I come home from the gym on a Tuesday afternoon. The air is thick with pain. The TV is on but no one is watching. The news anchor is deploring the fate of something or another. In the kitchen my father is pacing. Pacing in tight circles around our small table. Softly I ask, “what’s wrong?”. He doesn’t hear my words, eyes are open but unseeing. I can tell he is lost in his thoughts. Confused, I attempt to figure out the cause of his odd behavior. Then the new anchor comes back from a commercial break and recaps all the day’s breaking news. One headline grabs my attention and shakes me. A baby boy was found in a recycling center. Instantly I know the reason for my dad’s strange actions.

Suddenly I’m 15 and my dad is driving with me riding shotgun. Somehow our conversation turns to sewage plants. He begins to tell me about the first and only time he ever went into a sewage treatment facility. He was a rookie cop, he had been on the job less than a month. He was 23 years old and still living at home. In many ways he was still a kid. Dispatch radioed him that they wanted him to go to a call at a sewage plant in town. They told him that he would have to go there alone because it was a low risk situation and they needed other officers in the field for more dangerous situations that might arise. He asked what the situation entailed, and dispatch just said he should ask the foreman when he arrived. He asked again, and they just reiterated that statement. He gave up.

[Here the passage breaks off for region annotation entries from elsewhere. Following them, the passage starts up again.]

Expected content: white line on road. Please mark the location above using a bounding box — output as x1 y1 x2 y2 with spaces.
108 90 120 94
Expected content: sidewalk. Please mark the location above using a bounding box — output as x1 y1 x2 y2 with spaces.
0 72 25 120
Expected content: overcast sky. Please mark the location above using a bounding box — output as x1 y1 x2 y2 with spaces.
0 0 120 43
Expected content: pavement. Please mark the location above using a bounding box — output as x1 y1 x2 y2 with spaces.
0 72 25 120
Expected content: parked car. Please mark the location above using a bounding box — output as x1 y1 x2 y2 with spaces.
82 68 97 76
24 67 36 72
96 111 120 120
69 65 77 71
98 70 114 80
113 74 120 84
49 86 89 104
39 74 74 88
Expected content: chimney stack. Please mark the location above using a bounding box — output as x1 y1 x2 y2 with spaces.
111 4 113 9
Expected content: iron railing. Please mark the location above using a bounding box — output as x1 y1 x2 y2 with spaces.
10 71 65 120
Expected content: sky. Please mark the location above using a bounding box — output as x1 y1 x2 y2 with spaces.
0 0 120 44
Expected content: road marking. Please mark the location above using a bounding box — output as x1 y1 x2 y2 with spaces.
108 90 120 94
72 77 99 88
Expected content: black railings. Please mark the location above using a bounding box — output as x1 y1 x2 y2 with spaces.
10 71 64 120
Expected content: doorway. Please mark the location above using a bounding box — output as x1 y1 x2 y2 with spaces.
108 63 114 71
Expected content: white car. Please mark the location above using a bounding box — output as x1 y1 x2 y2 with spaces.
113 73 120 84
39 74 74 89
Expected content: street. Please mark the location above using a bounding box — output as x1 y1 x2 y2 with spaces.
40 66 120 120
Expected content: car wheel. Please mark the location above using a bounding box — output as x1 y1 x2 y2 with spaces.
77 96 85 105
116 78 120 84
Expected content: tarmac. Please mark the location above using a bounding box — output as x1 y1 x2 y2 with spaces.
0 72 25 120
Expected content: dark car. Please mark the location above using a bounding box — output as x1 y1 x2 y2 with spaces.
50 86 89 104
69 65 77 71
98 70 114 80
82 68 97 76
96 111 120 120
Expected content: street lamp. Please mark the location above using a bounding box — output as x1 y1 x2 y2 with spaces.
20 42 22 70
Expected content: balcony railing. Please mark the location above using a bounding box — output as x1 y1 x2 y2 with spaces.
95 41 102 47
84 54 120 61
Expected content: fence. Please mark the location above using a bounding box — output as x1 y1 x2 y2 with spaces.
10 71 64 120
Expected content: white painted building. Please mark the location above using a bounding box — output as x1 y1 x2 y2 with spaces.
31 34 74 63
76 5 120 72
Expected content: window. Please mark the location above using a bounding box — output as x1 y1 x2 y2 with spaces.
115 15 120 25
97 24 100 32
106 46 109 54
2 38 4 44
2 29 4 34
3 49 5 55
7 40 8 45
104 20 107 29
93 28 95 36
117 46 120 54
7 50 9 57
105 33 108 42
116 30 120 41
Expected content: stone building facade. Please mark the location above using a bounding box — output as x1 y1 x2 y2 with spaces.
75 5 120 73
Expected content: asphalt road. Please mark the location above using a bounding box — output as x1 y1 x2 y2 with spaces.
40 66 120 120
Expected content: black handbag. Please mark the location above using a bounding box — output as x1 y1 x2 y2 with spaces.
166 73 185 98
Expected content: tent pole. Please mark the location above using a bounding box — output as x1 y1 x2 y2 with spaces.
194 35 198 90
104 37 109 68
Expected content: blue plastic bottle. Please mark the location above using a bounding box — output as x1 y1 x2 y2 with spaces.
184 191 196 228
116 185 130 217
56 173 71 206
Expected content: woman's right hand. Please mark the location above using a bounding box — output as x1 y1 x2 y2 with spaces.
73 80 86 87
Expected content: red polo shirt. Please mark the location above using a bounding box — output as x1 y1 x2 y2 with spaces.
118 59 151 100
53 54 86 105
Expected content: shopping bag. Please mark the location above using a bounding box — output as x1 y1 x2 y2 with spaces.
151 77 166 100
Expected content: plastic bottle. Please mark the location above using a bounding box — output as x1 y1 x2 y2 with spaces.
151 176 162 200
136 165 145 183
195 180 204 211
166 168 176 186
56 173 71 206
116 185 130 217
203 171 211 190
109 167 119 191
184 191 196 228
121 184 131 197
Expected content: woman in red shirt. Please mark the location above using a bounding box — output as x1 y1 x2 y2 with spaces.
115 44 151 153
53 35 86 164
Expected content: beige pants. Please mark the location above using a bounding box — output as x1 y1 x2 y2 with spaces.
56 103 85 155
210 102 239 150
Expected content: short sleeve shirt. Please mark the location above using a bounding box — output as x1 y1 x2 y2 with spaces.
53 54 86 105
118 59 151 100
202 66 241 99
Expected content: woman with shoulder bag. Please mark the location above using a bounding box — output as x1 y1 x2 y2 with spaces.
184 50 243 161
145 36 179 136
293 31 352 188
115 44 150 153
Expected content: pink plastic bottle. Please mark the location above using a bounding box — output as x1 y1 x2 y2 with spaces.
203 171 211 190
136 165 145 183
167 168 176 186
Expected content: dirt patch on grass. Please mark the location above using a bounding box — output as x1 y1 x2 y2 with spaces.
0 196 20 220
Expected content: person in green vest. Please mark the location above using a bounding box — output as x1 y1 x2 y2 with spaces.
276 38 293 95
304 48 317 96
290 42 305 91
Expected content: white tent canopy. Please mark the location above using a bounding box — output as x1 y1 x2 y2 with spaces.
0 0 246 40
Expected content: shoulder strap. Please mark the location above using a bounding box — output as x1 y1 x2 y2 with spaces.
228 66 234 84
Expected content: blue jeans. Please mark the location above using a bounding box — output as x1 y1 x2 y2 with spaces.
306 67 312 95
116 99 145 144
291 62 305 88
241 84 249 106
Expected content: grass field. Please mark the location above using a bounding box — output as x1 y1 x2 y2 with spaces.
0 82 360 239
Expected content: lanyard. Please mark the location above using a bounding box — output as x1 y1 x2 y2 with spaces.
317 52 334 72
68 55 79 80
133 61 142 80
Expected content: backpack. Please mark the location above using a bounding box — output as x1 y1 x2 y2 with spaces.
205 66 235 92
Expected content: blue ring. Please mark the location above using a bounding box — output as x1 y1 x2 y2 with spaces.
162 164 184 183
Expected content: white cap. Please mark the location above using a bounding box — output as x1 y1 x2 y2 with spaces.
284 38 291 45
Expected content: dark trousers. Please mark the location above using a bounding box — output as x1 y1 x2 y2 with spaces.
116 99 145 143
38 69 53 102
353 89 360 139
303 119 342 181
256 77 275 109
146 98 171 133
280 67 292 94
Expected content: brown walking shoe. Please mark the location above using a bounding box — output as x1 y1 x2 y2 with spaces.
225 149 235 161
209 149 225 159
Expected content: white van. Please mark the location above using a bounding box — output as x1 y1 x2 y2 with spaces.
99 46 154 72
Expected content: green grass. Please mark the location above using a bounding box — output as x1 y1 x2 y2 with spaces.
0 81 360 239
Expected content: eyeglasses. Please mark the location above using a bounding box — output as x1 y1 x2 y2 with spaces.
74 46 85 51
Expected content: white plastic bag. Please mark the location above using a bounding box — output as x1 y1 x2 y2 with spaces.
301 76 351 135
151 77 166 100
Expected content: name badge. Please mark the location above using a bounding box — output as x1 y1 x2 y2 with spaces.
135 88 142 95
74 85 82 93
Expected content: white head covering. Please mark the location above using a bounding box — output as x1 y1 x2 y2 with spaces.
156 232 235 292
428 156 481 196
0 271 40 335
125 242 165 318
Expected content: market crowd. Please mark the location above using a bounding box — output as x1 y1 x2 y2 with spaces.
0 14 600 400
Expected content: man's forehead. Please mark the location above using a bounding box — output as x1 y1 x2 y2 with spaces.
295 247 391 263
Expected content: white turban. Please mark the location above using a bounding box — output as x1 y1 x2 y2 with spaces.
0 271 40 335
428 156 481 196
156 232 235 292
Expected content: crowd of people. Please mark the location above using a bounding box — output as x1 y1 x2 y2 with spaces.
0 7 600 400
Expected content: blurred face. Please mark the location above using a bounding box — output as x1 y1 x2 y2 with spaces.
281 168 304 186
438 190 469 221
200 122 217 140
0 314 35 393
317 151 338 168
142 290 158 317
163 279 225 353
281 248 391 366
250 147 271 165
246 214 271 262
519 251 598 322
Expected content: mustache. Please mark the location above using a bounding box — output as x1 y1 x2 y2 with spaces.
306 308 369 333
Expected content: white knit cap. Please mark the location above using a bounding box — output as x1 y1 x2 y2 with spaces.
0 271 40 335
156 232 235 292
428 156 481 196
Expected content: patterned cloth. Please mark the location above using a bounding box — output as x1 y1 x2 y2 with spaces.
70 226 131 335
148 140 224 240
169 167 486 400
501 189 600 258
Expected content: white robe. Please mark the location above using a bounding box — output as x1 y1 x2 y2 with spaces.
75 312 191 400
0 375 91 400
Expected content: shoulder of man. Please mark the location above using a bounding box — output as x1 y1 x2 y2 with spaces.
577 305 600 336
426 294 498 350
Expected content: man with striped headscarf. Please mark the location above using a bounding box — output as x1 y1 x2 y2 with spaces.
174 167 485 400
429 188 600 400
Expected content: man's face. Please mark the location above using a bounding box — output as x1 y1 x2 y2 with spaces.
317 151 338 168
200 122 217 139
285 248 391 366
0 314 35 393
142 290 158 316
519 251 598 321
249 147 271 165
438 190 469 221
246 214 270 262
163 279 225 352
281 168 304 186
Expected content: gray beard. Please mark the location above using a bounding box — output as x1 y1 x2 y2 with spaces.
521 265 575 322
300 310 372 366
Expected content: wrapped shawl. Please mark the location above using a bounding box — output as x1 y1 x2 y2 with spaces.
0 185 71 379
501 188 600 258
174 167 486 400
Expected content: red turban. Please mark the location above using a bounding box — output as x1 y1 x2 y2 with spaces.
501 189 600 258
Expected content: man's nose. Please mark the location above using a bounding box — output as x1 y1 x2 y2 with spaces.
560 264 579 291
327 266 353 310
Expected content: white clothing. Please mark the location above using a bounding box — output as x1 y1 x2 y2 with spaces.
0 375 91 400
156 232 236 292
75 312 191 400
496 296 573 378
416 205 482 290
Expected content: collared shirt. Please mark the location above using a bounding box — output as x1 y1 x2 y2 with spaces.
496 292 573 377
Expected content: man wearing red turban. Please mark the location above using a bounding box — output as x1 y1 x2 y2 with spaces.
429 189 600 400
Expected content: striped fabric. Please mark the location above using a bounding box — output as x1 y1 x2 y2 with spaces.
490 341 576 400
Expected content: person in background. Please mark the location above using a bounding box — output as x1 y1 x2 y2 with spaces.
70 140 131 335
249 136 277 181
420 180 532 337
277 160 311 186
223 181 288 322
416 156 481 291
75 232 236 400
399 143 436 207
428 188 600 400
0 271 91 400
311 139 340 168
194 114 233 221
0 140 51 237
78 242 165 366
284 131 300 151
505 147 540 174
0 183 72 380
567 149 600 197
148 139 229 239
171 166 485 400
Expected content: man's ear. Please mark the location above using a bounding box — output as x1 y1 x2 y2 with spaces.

Once at the sewage treatment plant the foreman is waiting outside for him. The foreman is jumpy and nervous, he waves for my dad to follow him into the building and they go to the first stage of the sewage treatment. The way it worked was raw sewage would be funneled onto a conveyor belt and water would be sprayed on top. The conveyor belt is a metal mesh so the sewage liquefies and drops below into a vat for the second stage of treatment. Anything that stays solid is usually some kind of other material metal, plastic, wood etc. The police get called to sewage treatment plants often, people flush (or toss down a sewer) guns, and knives all the time, so this what my dad thought he was walking into. The conveyor belt is stopped and the water off. There’s more literal shit than he’s ever seen in his life. The uneasy foreman points to the middle of the conveyor belt and says “there, look right there”. My dad must refocus his eyes before he even realizes what he’s looking at. Then in one awful second, he figures it out, there is the body of a one-month old baby boy laying there among all that filth. He immediately threw up and started to cry right there in front of the foreman. Eventually he composed himself enough and got the job done.

When he told me all those years ago in as we were driving around town, he had to pull over because he had begun to cry, and I had begun to throw up on the side of the road. Once we had composed ourselves he looked at me and said, “That baby boy has stayed with me all these years, I have never forgotten him.”

Today with the news screaming about this baby boy, I wonder if there will be a rookie cop to mourn him, every day for the next 45 years.